Con la punta della lingua ritorno sul glande, accarezzandolo alla base della cappella fino alla sommità per poi ridiscendere. Gabriele mugula, non so quanto altro tempo gli rimane prima di venire. Faccio scivolare in bocca metà del suo pene e inizio un lento su e giù e con la lingua percorro ogni centimetro della sua asta. L’arnese è caldo ed eccitato che occupa tutta la mia bocca. Sento che Gabriele è ormai al limite, beh, devo dire che è andata benissimo, essendo la prima volta che una ragazza gli prende in bocca il cazzo. Faccio uscire il pene dalla bocca e lo lecco tutto, con la punta della lingua, dai coglioni fino al glande. Premo la cappella sulla lingua e la muovo a destra e a sinistra. Sento il glande gonfiarsi, libero il pene dalla morsa della mia bocca e lo masturbo con forza mentre fisso il suo pene interamente bagnato dalla mia saliva, fisso la pelle salire e scendere rapidamente sotto i colpi della mia mano. Poi lo guardo il viso di Gabriele, ha gli occhi e la bocca spalancata, fino a quando un’enorme schizzo di sperma parte dalla punta del glande finendomi sul naso, colando giù, fino alle labbra. La potenza dello schizzo mi fece ridere.
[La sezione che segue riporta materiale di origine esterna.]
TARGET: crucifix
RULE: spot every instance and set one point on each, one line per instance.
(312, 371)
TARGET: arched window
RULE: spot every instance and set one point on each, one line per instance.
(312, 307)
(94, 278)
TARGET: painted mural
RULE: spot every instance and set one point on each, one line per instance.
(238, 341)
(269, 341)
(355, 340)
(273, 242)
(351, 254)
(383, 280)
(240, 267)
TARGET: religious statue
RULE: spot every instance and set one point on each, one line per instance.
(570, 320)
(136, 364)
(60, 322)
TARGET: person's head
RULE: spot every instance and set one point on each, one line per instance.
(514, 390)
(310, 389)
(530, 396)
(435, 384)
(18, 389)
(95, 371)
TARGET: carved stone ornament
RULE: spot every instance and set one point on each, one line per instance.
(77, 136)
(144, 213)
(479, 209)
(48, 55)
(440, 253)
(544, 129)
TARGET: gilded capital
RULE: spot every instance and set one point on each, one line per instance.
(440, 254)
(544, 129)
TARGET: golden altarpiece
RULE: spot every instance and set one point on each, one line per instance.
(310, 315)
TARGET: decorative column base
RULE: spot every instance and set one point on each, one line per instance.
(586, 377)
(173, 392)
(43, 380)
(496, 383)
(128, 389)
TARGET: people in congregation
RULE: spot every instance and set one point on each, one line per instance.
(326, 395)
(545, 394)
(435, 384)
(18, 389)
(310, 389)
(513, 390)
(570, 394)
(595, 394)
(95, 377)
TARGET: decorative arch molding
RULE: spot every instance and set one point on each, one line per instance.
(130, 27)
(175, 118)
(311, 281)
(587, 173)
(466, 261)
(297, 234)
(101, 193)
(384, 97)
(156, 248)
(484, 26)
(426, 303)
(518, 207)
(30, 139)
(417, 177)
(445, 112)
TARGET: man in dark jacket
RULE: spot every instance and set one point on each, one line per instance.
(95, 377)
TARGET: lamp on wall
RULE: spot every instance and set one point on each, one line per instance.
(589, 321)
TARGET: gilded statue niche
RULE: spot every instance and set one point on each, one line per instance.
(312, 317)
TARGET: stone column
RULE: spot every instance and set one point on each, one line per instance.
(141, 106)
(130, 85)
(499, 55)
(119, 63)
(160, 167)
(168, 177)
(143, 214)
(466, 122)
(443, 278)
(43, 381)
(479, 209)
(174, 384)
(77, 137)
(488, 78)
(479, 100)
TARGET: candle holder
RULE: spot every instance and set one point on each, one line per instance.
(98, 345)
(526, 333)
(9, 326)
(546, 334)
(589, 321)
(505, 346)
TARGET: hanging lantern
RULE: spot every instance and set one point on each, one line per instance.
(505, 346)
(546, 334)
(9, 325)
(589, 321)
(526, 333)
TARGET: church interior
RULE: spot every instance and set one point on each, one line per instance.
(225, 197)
– Ehi, è caldissima amore. Guarda dov’è schizzata.
Sorrido e aumento ancora la velocità della mia mano, subito un secondo schizzo mi raggiunge i capelli e altri meno intensi mi colano giù, sulla mano che mantiene il cazzo. Continuo a muovere la mano su e giù ancora per un po’ fino a quando il pene torna molle, intanto fisso gli schizzi di sperma sulla mano che ne è quasi ricoperta.
– Ti è piaciuto? – non mi risponde, e con le mani tenta di coprirsi. Rimette dentro il suo cazzo, ma senza guardarmi. – Hai ancora molto da imparare. Se vuoi in questi giorni ti insegno anche tante altre cose.
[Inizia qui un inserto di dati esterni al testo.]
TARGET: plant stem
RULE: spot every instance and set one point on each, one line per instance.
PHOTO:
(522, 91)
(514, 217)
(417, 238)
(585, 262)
Con un fazzoletto cerco di portarmi via lo sperma di Gabriele, prima di ritornare in copisteria per fotocopiare gli appunti, e poi tornare a casa. Restiamo qualche attimo a guardarci alla fermata del pullman, Gabriele non sa come comportarsi.
– Che fai, non mi saluti? Non me lo dai un bacio? – mi faccio avanti col viso e gli bacio le guance.
– Ciao Marianna. Ci vediamo domani – mi dice, e diventa rosso, imbarazzatissimo.
Torno a casa, abito a cinque minuti dall’università. Lui invece aspetta il pullman.